>sorting the list should help.
Sorting the list with a general algorithm gives you (at best) O(NlogN) performance just for the sort. Then you have to determine the duplicates. It also means that you have to store the list somewhere first, which means your storage cost is O(N). If there are a lot of duplicates, you're wasting storage for this problem. See below.
>this would take O( N log N ).
That's a curious solution.
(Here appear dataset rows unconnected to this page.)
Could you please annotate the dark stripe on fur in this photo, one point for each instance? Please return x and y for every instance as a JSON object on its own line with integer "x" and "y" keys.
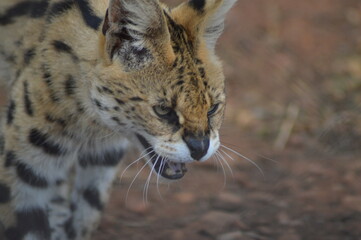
{"x": 41, "y": 140}
{"x": 70, "y": 85}
{"x": 88, "y": 15}
{"x": 61, "y": 46}
{"x": 92, "y": 197}
{"x": 2, "y": 144}
{"x": 27, "y": 102}
{"x": 27, "y": 175}
{"x": 4, "y": 193}
{"x": 9, "y": 158}
{"x": 48, "y": 80}
{"x": 69, "y": 229}
{"x": 53, "y": 119}
{"x": 108, "y": 159}
{"x": 34, "y": 9}
{"x": 30, "y": 221}
{"x": 11, "y": 112}
{"x": 29, "y": 55}
{"x": 197, "y": 4}
{"x": 60, "y": 8}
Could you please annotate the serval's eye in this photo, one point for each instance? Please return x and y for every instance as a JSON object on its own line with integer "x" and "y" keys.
{"x": 212, "y": 110}
{"x": 162, "y": 111}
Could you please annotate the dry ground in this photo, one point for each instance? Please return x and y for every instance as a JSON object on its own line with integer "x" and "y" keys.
{"x": 294, "y": 84}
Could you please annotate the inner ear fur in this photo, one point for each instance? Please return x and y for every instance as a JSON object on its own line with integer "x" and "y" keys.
{"x": 203, "y": 19}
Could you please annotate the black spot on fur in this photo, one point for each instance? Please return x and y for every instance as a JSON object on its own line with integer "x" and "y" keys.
{"x": 27, "y": 175}
{"x": 27, "y": 102}
{"x": 108, "y": 159}
{"x": 70, "y": 85}
{"x": 41, "y": 140}
{"x": 53, "y": 119}
{"x": 136, "y": 99}
{"x": 107, "y": 90}
{"x": 2, "y": 144}
{"x": 100, "y": 105}
{"x": 117, "y": 120}
{"x": 197, "y": 4}
{"x": 49, "y": 82}
{"x": 4, "y": 193}
{"x": 180, "y": 82}
{"x": 202, "y": 72}
{"x": 29, "y": 55}
{"x": 11, "y": 112}
{"x": 181, "y": 70}
{"x": 89, "y": 17}
{"x": 60, "y": 46}
{"x": 92, "y": 197}
{"x": 30, "y": 221}
{"x": 198, "y": 61}
{"x": 120, "y": 102}
{"x": 69, "y": 229}
{"x": 9, "y": 158}
{"x": 60, "y": 8}
{"x": 34, "y": 9}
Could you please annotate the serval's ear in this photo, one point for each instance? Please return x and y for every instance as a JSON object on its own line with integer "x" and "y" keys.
{"x": 203, "y": 19}
{"x": 136, "y": 33}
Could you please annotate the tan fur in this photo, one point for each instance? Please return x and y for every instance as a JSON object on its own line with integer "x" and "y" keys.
{"x": 86, "y": 91}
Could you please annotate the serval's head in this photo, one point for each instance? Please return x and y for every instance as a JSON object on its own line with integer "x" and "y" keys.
{"x": 161, "y": 79}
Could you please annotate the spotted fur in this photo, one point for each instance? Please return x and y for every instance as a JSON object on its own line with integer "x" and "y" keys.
{"x": 86, "y": 78}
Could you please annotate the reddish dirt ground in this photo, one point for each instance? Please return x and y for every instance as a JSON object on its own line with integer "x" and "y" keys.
{"x": 293, "y": 69}
{"x": 294, "y": 82}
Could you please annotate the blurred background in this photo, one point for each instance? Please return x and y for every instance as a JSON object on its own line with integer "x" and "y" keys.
{"x": 294, "y": 92}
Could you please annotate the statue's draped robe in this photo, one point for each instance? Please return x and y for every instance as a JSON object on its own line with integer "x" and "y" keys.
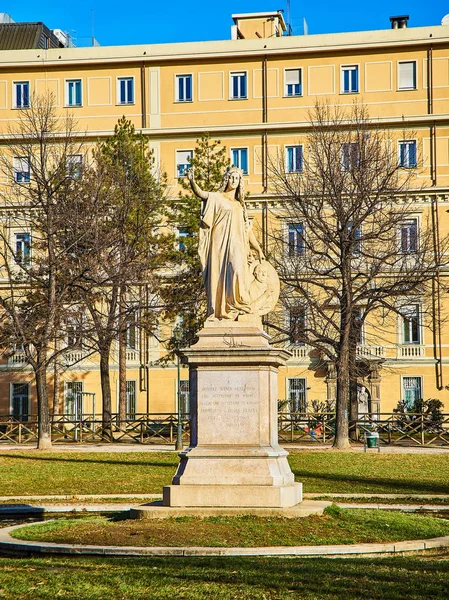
{"x": 223, "y": 250}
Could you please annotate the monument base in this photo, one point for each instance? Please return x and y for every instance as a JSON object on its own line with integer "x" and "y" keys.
{"x": 242, "y": 496}
{"x": 234, "y": 459}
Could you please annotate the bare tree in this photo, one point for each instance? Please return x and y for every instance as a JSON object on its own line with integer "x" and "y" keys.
{"x": 119, "y": 243}
{"x": 348, "y": 248}
{"x": 38, "y": 163}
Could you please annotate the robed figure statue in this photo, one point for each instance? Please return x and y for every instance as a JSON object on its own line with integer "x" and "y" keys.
{"x": 225, "y": 242}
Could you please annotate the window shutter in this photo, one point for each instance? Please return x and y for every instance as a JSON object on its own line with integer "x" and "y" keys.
{"x": 407, "y": 75}
{"x": 293, "y": 77}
Why didn't you go with a map instead?
#include <cstdlib>
#include <iostream>
#include <map>
int main()
{
std::map<int, int> freq;
for ( int i = 0; i < 30; i++ )
++freq[std::rand() % 20];
std::cout<<"Duplicates:\n";
std::map<int, int>::iterator it = freq.begin();
while ( it != freq.end() ) {
if ( it->second > 1 )
std::cout<< it->first <<" -- "<< it->second <<" times\n";
++it;
}
}
Not only does this give you a unique list, it also marks each of the duplicates for later use. That's a great deal more flexible than what you have, which can only mark duplicates once.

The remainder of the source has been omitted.